The confession hangs between us, raw and bleeding.
"The man at the casino," I say softly. "He reminded you of her."
"He reminded me of everything I hate. Weakness. Self-destruction. Using alcohol as an excuse to hurt the people around you, loved one or not."
I cross to him, take the glass from his hand, and set it aside. "You're not weak, Dante. And neither was she."
"She gave up."
"She was in pain." I kneel in front of his chair, force him to look at me. "Sometimes pain is louder than love. That doesn't make her weak. It makes her human."
His hand comes up to cup my face. "You're too good for this world."
"I'm really not." I smile softly.
"You are." He pulls me up into his lap, and this time there's no violence in the way he holds me. Just need. "You make me believe things can be different."
I kiss him. Slow and soft and careful, like he might break.
He responds with the same gentleness, his hands moving over me like he's memorizing every curve. When he carries me to the couch, it's with a reverence that makes my chest ache.
This time is different. Slower. Less about claiming and more about connecting.
When we're both breathless and tangled together afterward, he speaks against my hair.
"Matteo gave me a warning tonight."
I go still. "What kind of warning?"
"He said if I marry you, it makes the family look weak. Our partners won't accept it—a capo marrying an escort who's been with men in our circles."
My heart aches. "So w-what does that mean?"
"It means Caterina offered him a deal. Leave you, marry her instead, and she stays quiet about your past."
My heart drops. "And what did he say?"
"He told her that he'd think about it, so he could speak with me and give me the chance to handle it myself, if I can. He's giving me two weeks to fix the situation."
"Fix it how?"
"I have no idea yet." He reaches into his jacket pocket, pulls out a small black box. Opens it.
The ring inside is beautiful. Simple. A single diamond on a platinum band that catches the lamplight.
He places it in my hand. Not on my finger. In my palm, like a promise waiting to be kept.

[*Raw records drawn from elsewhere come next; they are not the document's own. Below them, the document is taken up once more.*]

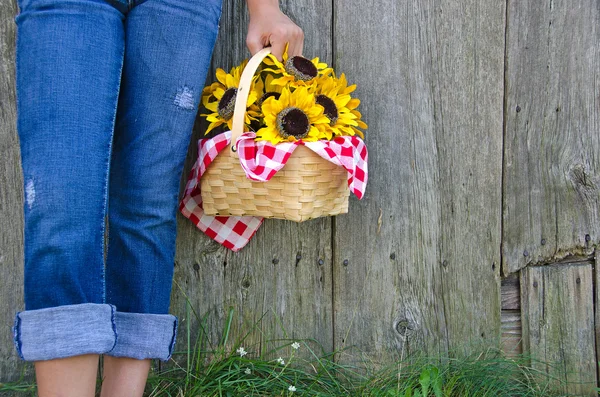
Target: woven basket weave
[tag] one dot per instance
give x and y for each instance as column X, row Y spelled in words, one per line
column 307, row 187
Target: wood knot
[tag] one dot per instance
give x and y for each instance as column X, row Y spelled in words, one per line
column 404, row 327
column 581, row 178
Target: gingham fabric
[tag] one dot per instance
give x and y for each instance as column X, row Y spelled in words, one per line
column 261, row 160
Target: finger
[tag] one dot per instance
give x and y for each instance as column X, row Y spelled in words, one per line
column 296, row 43
column 277, row 48
column 254, row 44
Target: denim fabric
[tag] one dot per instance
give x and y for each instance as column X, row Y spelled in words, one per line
column 74, row 329
column 107, row 93
column 144, row 336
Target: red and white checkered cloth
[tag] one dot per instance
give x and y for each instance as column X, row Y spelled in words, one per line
column 261, row 160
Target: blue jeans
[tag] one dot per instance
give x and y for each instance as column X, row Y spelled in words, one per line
column 107, row 94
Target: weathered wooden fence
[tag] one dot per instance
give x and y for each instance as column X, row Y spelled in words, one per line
column 484, row 145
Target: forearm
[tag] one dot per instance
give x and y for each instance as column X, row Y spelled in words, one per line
column 256, row 5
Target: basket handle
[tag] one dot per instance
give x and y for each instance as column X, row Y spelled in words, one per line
column 239, row 111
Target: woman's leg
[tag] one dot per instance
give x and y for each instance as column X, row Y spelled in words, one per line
column 169, row 44
column 69, row 59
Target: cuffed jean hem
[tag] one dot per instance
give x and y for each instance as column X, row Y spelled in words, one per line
column 65, row 331
column 145, row 336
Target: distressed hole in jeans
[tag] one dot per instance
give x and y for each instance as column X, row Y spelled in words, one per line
column 185, row 99
column 30, row 193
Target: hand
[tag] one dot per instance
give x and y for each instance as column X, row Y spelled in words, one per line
column 270, row 27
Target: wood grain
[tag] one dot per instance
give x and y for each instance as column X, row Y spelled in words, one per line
column 422, row 247
column 551, row 166
column 511, row 295
column 511, row 333
column 279, row 286
column 558, row 324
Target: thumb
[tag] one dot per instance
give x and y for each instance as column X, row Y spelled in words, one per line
column 254, row 44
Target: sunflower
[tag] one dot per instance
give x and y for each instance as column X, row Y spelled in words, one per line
column 295, row 115
column 341, row 119
column 219, row 98
column 344, row 89
column 295, row 71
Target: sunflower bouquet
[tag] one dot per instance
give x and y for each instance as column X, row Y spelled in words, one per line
column 297, row 99
column 295, row 144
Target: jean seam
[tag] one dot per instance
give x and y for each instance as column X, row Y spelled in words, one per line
column 113, row 311
column 174, row 339
column 105, row 204
column 17, row 335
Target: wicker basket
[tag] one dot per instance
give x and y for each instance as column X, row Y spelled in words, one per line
column 307, row 187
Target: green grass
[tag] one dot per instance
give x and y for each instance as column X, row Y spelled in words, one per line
column 308, row 370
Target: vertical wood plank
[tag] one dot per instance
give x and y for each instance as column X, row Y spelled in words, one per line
column 280, row 284
column 558, row 324
column 551, row 167
column 422, row 248
column 11, row 200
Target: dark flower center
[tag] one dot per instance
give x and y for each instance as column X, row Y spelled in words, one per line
column 267, row 95
column 293, row 122
column 301, row 68
column 227, row 104
column 330, row 108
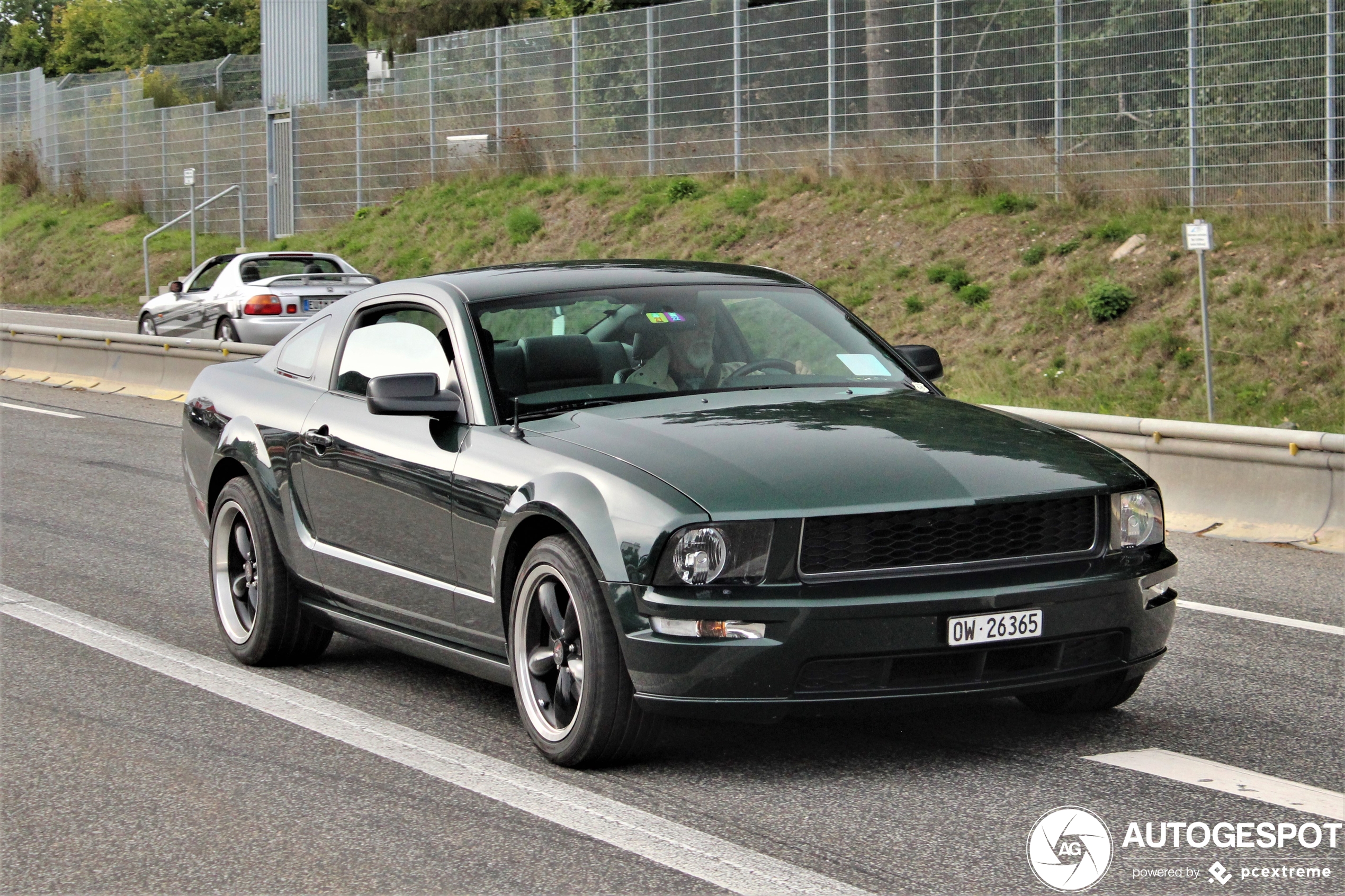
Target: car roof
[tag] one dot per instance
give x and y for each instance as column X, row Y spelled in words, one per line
column 504, row 281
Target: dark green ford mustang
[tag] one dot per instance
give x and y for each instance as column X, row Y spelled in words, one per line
column 638, row 490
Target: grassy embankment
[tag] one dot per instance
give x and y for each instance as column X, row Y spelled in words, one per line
column 1028, row 338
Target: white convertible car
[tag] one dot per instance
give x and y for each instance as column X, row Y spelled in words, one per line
column 252, row 297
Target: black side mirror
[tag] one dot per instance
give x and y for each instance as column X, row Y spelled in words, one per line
column 409, row 395
column 923, row 358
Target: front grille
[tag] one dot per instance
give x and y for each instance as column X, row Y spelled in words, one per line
column 871, row 542
column 960, row 667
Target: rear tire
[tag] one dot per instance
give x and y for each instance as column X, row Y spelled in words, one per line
column 573, row 691
column 256, row 601
column 1091, row 696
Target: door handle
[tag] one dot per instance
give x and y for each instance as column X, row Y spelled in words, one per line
column 319, row 440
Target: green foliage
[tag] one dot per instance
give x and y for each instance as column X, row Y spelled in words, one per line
column 974, row 293
column 1033, row 254
column 522, row 223
column 1012, row 203
column 684, row 188
column 1106, row 300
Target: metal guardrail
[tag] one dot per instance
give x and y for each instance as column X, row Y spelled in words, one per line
column 135, row 343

"I'm not accepting Caterina's terms," he says quietly. "I'm not marrying her. I'm not letting this scandal dictate the end of us."
"Dante—"
"I know what I'm risking. I know what it could cost me. But I'm done making decisions based on other people's expectations."
I stare at the ring, feeling its weight. "You're really willing to lose everything for me?"
"Yes."
"Why?"
"You know why."
"I want to hear you say it." I look up at him. "Remember our bet? You said if I won, you'd answer one question honestly. No deflection, no clever avoidance."
His eyes narrow. "That's what you're using it for?"
"Yes." I close my hand around the ring. "Tell me how you really feel about me. The truth, Dante. Not strategy, not convenience. The truth."
For a long moment, he just looks at me. Then something in his expression cracks open.
"I'm in love with you." The words come out rough. Raw. "I didn't want to be. Didn't even fucking plan on it. But somewhere between your first day in my house and now, you became the only thing that matters to me."
My breath catches.
"You make me want things I thought I'd buried with my mother. Family. Home. Someone who sees the worst parts of me and stays anyway." His hand tightens on my hip. "So yes, I'm willing to lose everything for you. Because losing you would be worse."
I can't breathe. Can't think. Can't do anything but stare at this dangerous man who just gave me his heart.
"Say something," he whispers.
I kiss him instead.
Because some things don't need words.